Tutto questo casino funziona a patto che siate concentrati sul disco. Altrimenti arrendetevi, non ci capirete niente. Dopo l’intro fulminato (ma deliziosamente melodico) e l’assalto di “Sarcastrophe”, arriva “AOV”, fucilata pazzesca che contiene uno dei ritornelli più easy di tutto il platter, con tanto di interludio soft e ai limiti dell’alternative rock. Il tutto in mezzo a ritmiche ossessive e growl provenienti dal periodo “Iowa”. “Killpop” è un altro paradosso, finisce in bordello ma è sostanzialmente uno dei pezzi più pop (appunto) mai composti dagli Stoneknot (…). “Skeptic” e “Lech” di contro fanno immediatamente (e violentemente) marcia indietro dal brano che le precede. “Goodbye” è il lacerante tributo a Paul Gray (alla cui memoria è evidentemente dedicato l’album), che sfocia a sua volta in una ancora più incazzata “Nomadic”, le cui parti di batteria ci fanno realmente chiedere se Joey sia ancora dietro al kit o se, come sembra, Jay Weinberg, figlio di Max, batterista della E-Street Band, sia davvero così bravo.

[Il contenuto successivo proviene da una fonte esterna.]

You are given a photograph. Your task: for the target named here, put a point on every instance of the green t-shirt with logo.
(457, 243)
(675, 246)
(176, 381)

Giunti a questo punto si inizia a essere stanchi. Qualche filler si accoda al singolo-pacco “The Devil In I”, “Custer” è l’episodio più estremo del cd, anche se alla lunga stanca. “The Negative One” la conosciamo già tutti, e a dire il vero non me l’aspettavo così in fondo alla tracklist. La conclusiva “If Rain Is What You Want” chiude la versione standard in modo quasi claustrofobico, anche se “The Burden” (la trovate nella special edition) fa ancora di meglio, raggiungendo vette di inquietudine e furiosa rassegnazione che avrebbero dovuto trovare spazio ben prima.
In sostanza, questo lavoro piacerà ai fan della band, felici di avere ancora materiale inedito (complessivamente di buona qualità) da ascoltare; quindi sarà certamente un successo in classifica e riporterà il combo a rivaleggiare con gli Avenged Sevenfold, nuovi alfieri del metallo moderno americano.
Gli Slipknot, per lo meno dall’esterno, pare abbiano smarrito quella direzione univoca e condivisa, nichilista e folle che li portò al successo con i dischi del 1999 e del 2001. “The Gray Chapter” rimarrà inevitabilmente un punto d’arrivo, almeno in studio. Detto questo, il disco contiene tutti i trademark dei Nostri assemblati alla meglio, in modo da accontentare le differenti correnti musicali presenti in una line-up tanto abbondante.